Book Traces demonstrates the fluidity between General and Special Collections. Identifying the possible victim of the Davis girls’ April Fool’s prank, verifying that the Rives family resided in Paris during William’s term as foreign minister, discovering that E.R. Reynolds entertained more than a minor fascination with Poe…many of the discoveries I made in my work with Book Traces wouldn’t have been possible without considering UVA’s General and Special Collections holdings. This kind of work raises questions about the methods and metrics used to designate books to either of the two collections. One book that was possibly given to a diplomat’s daughter by the Queen of France, another owned and signed by the son of “The Female Poe,” several others that provide insight into a prominent author’s literary process, another that contains as much pencil as it does ink in the form of biting poetry…I didn’t choose these texts carelessly, but I had no idea how rich their stories would be. I only researched nine books in my work with Book Traces, I can only imagine the treasures and tales contained in the thousands of other possible subjects.
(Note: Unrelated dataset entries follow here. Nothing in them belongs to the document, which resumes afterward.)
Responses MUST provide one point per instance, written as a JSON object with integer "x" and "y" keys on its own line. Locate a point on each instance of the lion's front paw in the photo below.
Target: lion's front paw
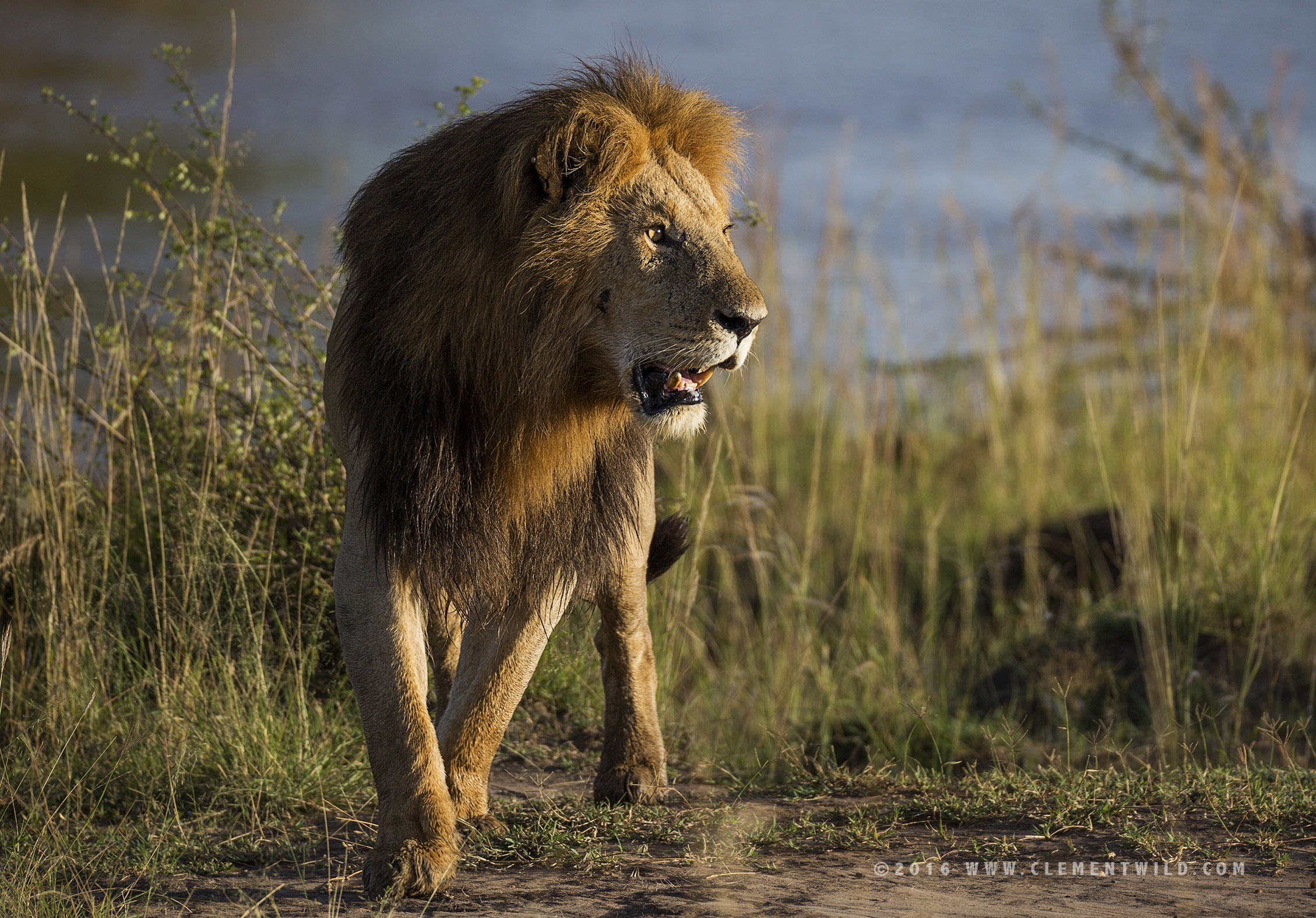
{"x": 632, "y": 783}
{"x": 416, "y": 870}
{"x": 482, "y": 826}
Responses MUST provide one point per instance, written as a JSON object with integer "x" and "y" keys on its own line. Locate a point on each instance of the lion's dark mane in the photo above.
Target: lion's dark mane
{"x": 462, "y": 326}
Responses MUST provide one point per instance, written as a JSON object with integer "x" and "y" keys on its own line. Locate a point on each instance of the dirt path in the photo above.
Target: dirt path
{"x": 1039, "y": 881}
{"x": 833, "y": 884}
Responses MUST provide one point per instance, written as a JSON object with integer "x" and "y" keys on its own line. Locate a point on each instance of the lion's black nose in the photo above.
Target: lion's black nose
{"x": 738, "y": 324}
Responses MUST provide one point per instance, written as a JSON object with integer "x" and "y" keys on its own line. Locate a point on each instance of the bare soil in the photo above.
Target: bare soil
{"x": 786, "y": 883}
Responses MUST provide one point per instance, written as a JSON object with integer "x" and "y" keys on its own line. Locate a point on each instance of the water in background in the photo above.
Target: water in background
{"x": 906, "y": 101}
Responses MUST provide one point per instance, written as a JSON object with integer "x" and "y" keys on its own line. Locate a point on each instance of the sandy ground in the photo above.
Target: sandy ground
{"x": 832, "y": 884}
{"x": 845, "y": 883}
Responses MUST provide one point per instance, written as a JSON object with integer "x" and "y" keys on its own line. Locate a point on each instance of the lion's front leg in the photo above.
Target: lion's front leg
{"x": 634, "y": 766}
{"x": 501, "y": 650}
{"x": 383, "y": 643}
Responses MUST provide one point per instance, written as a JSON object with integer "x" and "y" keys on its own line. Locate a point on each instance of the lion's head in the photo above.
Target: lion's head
{"x": 533, "y": 294}
{"x": 636, "y": 199}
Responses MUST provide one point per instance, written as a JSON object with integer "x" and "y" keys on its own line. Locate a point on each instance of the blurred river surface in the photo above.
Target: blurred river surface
{"x": 903, "y": 103}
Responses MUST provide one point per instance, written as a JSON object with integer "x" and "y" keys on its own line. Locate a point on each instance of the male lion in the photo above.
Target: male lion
{"x": 533, "y": 296}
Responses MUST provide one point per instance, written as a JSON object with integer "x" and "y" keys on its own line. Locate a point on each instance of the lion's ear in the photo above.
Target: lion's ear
{"x": 565, "y": 167}
{"x": 587, "y": 153}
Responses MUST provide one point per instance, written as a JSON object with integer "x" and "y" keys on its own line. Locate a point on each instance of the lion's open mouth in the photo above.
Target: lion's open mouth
{"x": 662, "y": 388}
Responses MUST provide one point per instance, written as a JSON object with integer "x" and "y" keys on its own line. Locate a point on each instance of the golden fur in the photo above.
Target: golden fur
{"x": 515, "y": 284}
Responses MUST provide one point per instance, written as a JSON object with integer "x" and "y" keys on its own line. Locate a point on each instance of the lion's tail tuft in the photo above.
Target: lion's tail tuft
{"x": 667, "y": 545}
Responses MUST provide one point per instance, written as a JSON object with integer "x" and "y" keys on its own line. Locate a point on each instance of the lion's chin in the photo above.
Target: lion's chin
{"x": 677, "y": 423}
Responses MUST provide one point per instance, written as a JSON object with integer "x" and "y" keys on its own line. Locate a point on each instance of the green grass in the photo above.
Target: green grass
{"x": 875, "y": 603}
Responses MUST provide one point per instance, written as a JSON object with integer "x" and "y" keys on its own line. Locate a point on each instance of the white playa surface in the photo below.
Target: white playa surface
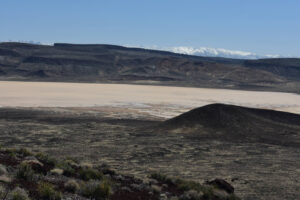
{"x": 160, "y": 101}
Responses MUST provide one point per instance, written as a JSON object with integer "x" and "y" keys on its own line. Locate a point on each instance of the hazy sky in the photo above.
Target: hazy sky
{"x": 261, "y": 26}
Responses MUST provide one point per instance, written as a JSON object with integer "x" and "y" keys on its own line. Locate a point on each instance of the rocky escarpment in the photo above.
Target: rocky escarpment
{"x": 110, "y": 63}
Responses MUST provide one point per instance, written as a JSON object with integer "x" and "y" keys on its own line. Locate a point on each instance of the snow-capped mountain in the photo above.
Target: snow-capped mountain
{"x": 215, "y": 52}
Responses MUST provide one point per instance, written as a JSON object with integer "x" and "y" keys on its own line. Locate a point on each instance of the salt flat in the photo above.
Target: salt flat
{"x": 162, "y": 101}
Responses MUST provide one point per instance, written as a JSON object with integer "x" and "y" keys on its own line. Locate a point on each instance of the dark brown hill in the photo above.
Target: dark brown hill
{"x": 117, "y": 64}
{"x": 235, "y": 123}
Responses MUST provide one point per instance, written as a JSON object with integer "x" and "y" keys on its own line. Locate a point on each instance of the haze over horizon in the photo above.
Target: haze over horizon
{"x": 199, "y": 28}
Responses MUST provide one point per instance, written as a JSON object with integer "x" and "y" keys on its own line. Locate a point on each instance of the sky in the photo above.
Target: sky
{"x": 260, "y": 26}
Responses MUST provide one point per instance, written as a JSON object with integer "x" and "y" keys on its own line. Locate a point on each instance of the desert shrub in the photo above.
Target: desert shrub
{"x": 2, "y": 170}
{"x": 45, "y": 158}
{"x": 191, "y": 195}
{"x": 68, "y": 170}
{"x": 18, "y": 194}
{"x": 46, "y": 191}
{"x": 72, "y": 186}
{"x": 89, "y": 174}
{"x": 25, "y": 172}
{"x": 24, "y": 152}
{"x": 161, "y": 177}
{"x": 96, "y": 190}
{"x": 3, "y": 192}
{"x": 233, "y": 197}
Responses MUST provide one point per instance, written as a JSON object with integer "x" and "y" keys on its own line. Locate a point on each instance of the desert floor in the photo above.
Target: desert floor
{"x": 160, "y": 101}
{"x": 106, "y": 123}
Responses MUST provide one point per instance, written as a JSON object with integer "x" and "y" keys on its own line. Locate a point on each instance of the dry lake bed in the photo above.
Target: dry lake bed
{"x": 160, "y": 101}
{"x": 104, "y": 123}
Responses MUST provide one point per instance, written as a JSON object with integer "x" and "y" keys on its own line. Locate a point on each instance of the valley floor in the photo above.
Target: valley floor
{"x": 256, "y": 170}
{"x": 160, "y": 101}
{"x": 108, "y": 123}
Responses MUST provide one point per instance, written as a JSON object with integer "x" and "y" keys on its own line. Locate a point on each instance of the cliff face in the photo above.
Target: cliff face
{"x": 109, "y": 63}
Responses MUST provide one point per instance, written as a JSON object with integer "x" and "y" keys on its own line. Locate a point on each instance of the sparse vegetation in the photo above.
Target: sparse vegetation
{"x": 96, "y": 190}
{"x": 18, "y": 194}
{"x": 25, "y": 172}
{"x": 88, "y": 173}
{"x": 87, "y": 181}
{"x": 46, "y": 191}
{"x": 72, "y": 186}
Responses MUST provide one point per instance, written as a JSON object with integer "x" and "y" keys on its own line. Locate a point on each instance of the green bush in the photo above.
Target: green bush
{"x": 161, "y": 177}
{"x": 18, "y": 194}
{"x": 72, "y": 186}
{"x": 90, "y": 174}
{"x": 24, "y": 152}
{"x": 96, "y": 190}
{"x": 46, "y": 191}
{"x": 45, "y": 158}
{"x": 68, "y": 170}
{"x": 25, "y": 172}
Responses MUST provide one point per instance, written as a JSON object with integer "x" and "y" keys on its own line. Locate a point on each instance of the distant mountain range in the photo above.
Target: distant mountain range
{"x": 117, "y": 64}
{"x": 201, "y": 51}
{"x": 218, "y": 52}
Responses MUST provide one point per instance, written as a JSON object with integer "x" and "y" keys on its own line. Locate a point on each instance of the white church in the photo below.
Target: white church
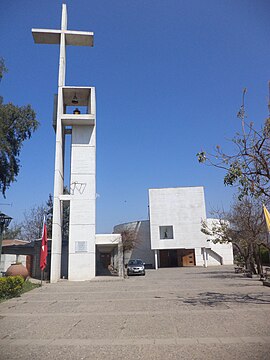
{"x": 173, "y": 238}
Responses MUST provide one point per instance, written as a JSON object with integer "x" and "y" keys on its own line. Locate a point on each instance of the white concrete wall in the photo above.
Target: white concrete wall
{"x": 142, "y": 249}
{"x": 183, "y": 208}
{"x": 82, "y": 262}
{"x": 224, "y": 250}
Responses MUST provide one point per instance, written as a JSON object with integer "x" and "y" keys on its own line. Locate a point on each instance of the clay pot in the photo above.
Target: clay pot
{"x": 17, "y": 269}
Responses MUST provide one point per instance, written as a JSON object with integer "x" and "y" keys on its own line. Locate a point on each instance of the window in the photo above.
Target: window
{"x": 166, "y": 232}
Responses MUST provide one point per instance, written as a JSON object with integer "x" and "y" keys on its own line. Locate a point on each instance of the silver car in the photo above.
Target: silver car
{"x": 135, "y": 267}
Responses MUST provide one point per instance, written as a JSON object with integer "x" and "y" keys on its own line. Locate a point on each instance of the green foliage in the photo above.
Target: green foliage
{"x": 16, "y": 125}
{"x": 11, "y": 286}
{"x": 14, "y": 231}
{"x": 28, "y": 286}
{"x": 248, "y": 165}
{"x": 33, "y": 222}
{"x": 3, "y": 68}
{"x": 243, "y": 226}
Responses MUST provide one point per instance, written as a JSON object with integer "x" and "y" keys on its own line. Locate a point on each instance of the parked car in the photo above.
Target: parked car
{"x": 135, "y": 267}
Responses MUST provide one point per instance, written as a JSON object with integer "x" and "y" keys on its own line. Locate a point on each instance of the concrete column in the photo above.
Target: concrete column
{"x": 120, "y": 261}
{"x": 59, "y": 165}
{"x": 204, "y": 257}
{"x": 156, "y": 259}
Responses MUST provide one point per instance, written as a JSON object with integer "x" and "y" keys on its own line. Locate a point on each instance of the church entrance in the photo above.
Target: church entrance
{"x": 176, "y": 257}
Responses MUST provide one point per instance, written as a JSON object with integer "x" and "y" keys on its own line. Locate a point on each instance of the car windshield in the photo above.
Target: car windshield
{"x": 135, "y": 262}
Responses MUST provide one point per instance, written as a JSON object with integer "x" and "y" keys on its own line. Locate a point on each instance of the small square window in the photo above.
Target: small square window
{"x": 166, "y": 232}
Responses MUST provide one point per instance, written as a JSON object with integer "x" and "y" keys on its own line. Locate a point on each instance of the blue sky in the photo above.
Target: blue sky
{"x": 169, "y": 77}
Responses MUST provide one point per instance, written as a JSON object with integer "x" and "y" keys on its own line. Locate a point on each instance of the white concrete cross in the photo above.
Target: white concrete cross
{"x": 63, "y": 37}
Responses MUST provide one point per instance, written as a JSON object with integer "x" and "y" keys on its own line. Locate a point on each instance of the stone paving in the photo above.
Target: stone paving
{"x": 179, "y": 313}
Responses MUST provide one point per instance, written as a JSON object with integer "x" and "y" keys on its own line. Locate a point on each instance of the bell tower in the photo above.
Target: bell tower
{"x": 81, "y": 124}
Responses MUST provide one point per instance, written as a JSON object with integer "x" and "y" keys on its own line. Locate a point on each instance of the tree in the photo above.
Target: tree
{"x": 32, "y": 225}
{"x": 14, "y": 231}
{"x": 17, "y": 123}
{"x": 243, "y": 226}
{"x": 49, "y": 213}
{"x": 249, "y": 165}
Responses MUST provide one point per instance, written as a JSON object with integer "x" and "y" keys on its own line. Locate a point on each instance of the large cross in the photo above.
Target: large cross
{"x": 63, "y": 37}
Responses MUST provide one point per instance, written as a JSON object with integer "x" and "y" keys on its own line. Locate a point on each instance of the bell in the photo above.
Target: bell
{"x": 75, "y": 100}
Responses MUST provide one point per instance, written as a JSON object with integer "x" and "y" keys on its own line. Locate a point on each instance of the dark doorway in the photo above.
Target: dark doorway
{"x": 177, "y": 257}
{"x": 168, "y": 258}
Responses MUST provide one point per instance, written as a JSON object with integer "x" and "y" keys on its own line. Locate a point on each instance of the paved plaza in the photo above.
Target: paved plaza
{"x": 179, "y": 313}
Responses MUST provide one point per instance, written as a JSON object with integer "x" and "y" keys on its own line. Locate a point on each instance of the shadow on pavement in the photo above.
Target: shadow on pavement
{"x": 212, "y": 299}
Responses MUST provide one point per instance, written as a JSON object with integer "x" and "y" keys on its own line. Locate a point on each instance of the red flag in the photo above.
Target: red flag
{"x": 44, "y": 247}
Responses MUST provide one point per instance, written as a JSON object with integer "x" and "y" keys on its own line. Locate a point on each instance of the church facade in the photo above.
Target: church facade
{"x": 172, "y": 236}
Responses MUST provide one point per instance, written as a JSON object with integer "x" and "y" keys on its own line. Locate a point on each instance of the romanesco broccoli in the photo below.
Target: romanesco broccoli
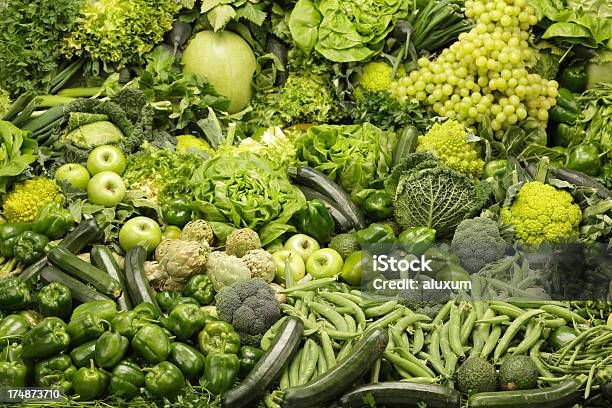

Book Traces research is worth doing because we can do it. The internet makes easily accessible a ridiculous trove of information. Full-text searchable newspaper archives allow us to find the obituary of a 20-year-old UVA student’s drowning at a beach in Georgia. User-maintained genealogical websites fill in the family trees of even the most average American family. Google collects all of the most relevant hits on any person’s name (be they a geologist, a pianist, or the owner of a frame shop) and assembles them in a clickable list. But, at the same time, Book Traces research requires a return to techniques rarely required of us (students) these days. It sends us to Special Collections to sift through boxes thick with correspondence in cursive. It beckons us into the Alderman stacks to search for texts related to our research subject. A Book Traces research project starts with a physical book and it’s rarely complete without consulting physical materials. Book Traces revealed to me how much information is not digitized. If my research had been restricted merely to the internet, I never would have found the Davis girl’s report cards, identifying a possible victim of their April Fool’s Day prank. I wouldn’t have seen the correspondence between Judith and her daughter-in-law, so I couldn’t have verified that the Rives family accompanied their father to Paris during his term as foreign minister. I wouldn’t have seen the 1891 Corks and Curls, so I wouldn’t have able to list the extracurriculars that the Nicolson brothers participated in. I might have discovered that E.R. Reynolds collected Poe, but I wouldn’t have observed that he bound all of his Poe materials in matching marbled paper. What’s more, if I had had access to more physical documents and materials (specifically those I that were in the William and Mary Special Collections Library, in the library of the Historical Society of Philadelphia, etc.), I likely could have told still richer stories. Book Traces illustrates wonderfully the immense and unprecedented power that the internet possesses. At the same time, Book Traces suggests that we lose depth and complexity when we rely too heavily on digital research. Book Traces simultaneously embraces and resists movement towards digitization. It acknowledges the boon that the internet provides. But it sees digitization as an exciting complement, not a replacement, to traditional research practices.